Let the whole world know about your latest product launch, even on the tightest budget.
August 1, 2002
URL: http://www.entrepreneur.com/article/53662

Bringing a new product to market is a major challenge for many entrepreneurs. Whether you're marketing software or an exercise video, your choice of tactics will be shaped by the size of your marketing budget and whom you're trying to reach. So this month, the focus is on ways to successfully launch a product-nationally, city by city, or in your own hometown-no matter your budget.

Suppose you owned a health club and decided to market your own exercise video.

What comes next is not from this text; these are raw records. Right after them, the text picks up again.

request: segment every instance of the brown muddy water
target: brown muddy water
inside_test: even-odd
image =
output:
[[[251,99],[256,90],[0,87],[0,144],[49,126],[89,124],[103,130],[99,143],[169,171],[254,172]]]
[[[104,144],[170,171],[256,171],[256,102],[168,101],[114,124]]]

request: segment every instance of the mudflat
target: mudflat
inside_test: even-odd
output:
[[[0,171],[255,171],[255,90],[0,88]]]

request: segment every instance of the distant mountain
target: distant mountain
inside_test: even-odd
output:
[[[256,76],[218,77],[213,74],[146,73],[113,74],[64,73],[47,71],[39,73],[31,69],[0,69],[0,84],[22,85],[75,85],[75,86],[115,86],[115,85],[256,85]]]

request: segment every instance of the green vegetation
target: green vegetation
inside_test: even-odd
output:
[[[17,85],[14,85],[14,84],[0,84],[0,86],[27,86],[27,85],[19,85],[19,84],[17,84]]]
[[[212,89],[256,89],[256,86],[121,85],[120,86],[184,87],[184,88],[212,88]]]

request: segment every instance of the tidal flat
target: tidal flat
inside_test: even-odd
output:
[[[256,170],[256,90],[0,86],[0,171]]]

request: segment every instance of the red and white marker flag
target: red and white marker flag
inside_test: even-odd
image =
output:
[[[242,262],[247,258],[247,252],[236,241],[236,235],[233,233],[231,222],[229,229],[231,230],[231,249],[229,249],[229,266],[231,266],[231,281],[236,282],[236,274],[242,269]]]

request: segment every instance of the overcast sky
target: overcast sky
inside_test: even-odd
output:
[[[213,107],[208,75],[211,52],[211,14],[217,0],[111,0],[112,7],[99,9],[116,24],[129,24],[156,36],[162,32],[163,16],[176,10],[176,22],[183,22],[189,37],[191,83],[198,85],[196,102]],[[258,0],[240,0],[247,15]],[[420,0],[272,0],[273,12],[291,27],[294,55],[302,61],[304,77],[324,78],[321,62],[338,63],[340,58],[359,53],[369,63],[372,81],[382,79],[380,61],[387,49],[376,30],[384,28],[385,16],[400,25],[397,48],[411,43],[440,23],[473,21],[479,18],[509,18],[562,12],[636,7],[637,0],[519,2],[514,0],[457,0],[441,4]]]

You could run cable TV spots nationally, in select cities or locally, where word-of-mouth from your members would fuel buzz. For an effective marketing mix, a media relations campaign targeting key editors and direct response print ads would complement the TV spots. Often, consumer magazines, such as Self, for example, offer reduced rates if your ad is for a product ordered by mail, and many city publications, like D magazine in Dallas, have lower rates for retail advertisers.


With a limited budget, success often comes from developing a wholesale marketing program that targets select catalogers or retail stores.

E-mail marketing could also be used to launch a computer game, for example. Outdoor billboards, magazine ads and place-based media that target young males-from posters in nightclubs (www.ajindoor.com) to ads on stadium snack packs (www.innovativemediaservices.com)-would enhance the campaign.

But some products must be experienced by potential buyers firsthand. Consumer craft shows (www.craftfair.com) and expos, as well as trade shows for B2B marketers (www.tsnn.com), can help present your product in a stimulating way.

PR can also lay the groundwork for taking a local product to a national audience. Let's say you market gourmet brownies. A compelling story in a major magazine about your old family recipe could help you sell to stores nationwide. Smart PR and solid, creative thinking are investments of time, not money. And they can make things happen for you.